Senyum jahat merekah di bibir pria itu, dan dia berkomentar, "Aku merindukan kekerasan. Bagaimana jika kita bermain dengan kerikil dan melihat apa yang terkena dan apa yang tidak? Siapa. Yang. Harus. Dipilih? Hm?"
"Ahhhh!" seorang wanita muda menjerit, ketakutan akan hidupnya.
"Gee santai. Aku hanya bercanda. Orang-orang kehilangan rasa humor di sini," pria itu bergumam, mendorong George aside seolah-olah dia adalah sepotong sampah. Dia akhirnya memperkenalkan dirinya, menyelipkan jam saku kembali ke dalam mantelnya, "Saya adalah Hadeon Van Doren, dan saya di sini untuk mengambil pelayan saya."
Pelayan? Orang-orang di sekitarnya berkedip. Apakah mereka mendengar pria ini dengan benar?
Keberanian yang diperlihatkan George sebelumnya telah jatuh ke tanah. Mulutnya terbuka, dan dia bernapas dengan kesulitan karena rasa sakitnya tampaknya tidak berhenti. Kepala kota terpecah antara menjaga dirinya tetap hidup dan menjaga martabatnya di depan orang banyak. Jelas mereka sedang berhadapan dengan seseorang yang gila di sini, dan suaranya bergetar ketika dia bertanya,
"S—Pelayan?

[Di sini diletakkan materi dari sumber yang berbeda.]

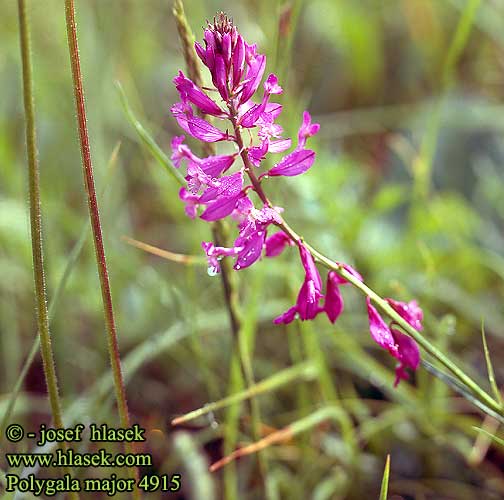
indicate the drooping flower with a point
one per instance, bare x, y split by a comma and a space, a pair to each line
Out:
399, 345
307, 304
190, 92
252, 237
409, 311
215, 254
276, 243
237, 70
299, 160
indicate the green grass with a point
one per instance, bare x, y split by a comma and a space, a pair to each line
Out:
394, 85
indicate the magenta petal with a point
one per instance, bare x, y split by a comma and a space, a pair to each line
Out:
379, 330
216, 165
408, 349
226, 49
271, 85
276, 243
333, 305
188, 90
308, 299
219, 208
250, 118
409, 355
294, 163
201, 52
307, 129
229, 186
286, 317
180, 112
190, 201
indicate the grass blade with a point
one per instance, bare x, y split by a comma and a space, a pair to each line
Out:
147, 139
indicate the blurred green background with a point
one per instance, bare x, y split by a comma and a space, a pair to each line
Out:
408, 186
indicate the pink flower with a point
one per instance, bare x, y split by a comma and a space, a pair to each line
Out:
307, 129
307, 304
191, 92
399, 345
237, 70
334, 305
299, 160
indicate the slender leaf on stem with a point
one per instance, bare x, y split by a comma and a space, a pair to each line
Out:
491, 372
385, 480
498, 440
195, 463
147, 139
287, 433
101, 261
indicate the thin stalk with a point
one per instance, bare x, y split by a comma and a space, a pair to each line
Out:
220, 236
36, 224
113, 346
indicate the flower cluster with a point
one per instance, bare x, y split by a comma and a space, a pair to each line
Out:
215, 184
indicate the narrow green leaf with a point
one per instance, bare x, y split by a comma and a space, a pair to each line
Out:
386, 474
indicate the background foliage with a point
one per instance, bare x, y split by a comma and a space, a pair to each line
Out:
408, 186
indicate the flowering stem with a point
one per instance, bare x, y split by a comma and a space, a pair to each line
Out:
94, 215
221, 238
380, 302
36, 225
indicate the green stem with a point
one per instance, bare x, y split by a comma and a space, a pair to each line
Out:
36, 224
113, 346
380, 302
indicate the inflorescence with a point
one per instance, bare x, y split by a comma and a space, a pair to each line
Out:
237, 70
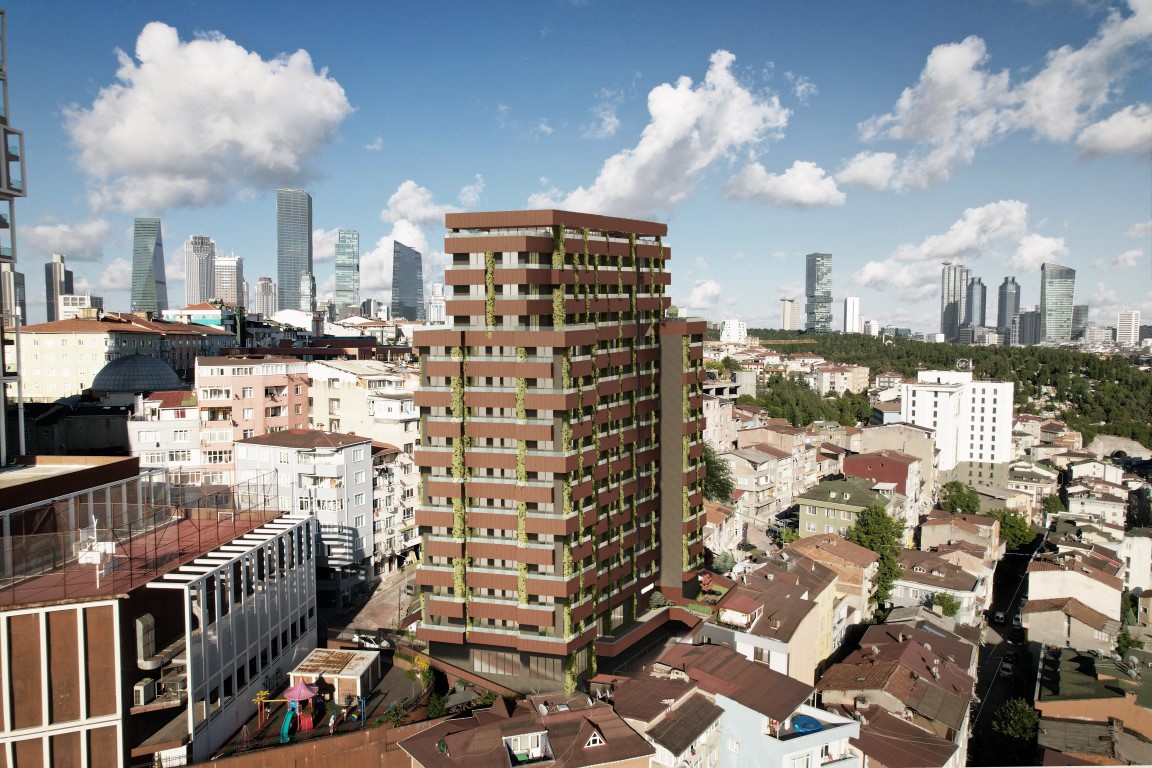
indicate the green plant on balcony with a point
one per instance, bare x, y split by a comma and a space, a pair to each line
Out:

Jika kamu perlu menemukan pelayanmu, kami dapat menyiapkan laporannya segera. Atau mungkin untukmu, kami bisa saja—"
"Itu tidak akan diperlukan," Hadeon berkata dengan nada bosan, melambaikan tangannya, pandangannya santai namun cerah. "Saya telah menemukan orangnya. Dia..." Pandangannya beralih ke panggung, menyempit di tempat wanita itu duduk sebelumnya.
Mallory, yang telah menyelinap keluar dari panggung ketika pria itu menundukkan kepalanya untuk melihat sesuatu di tangannya, sekarang memegang bagian depan gaunnya dan berlari secepat kaki bisa membawanya sebelum memasuki hutan.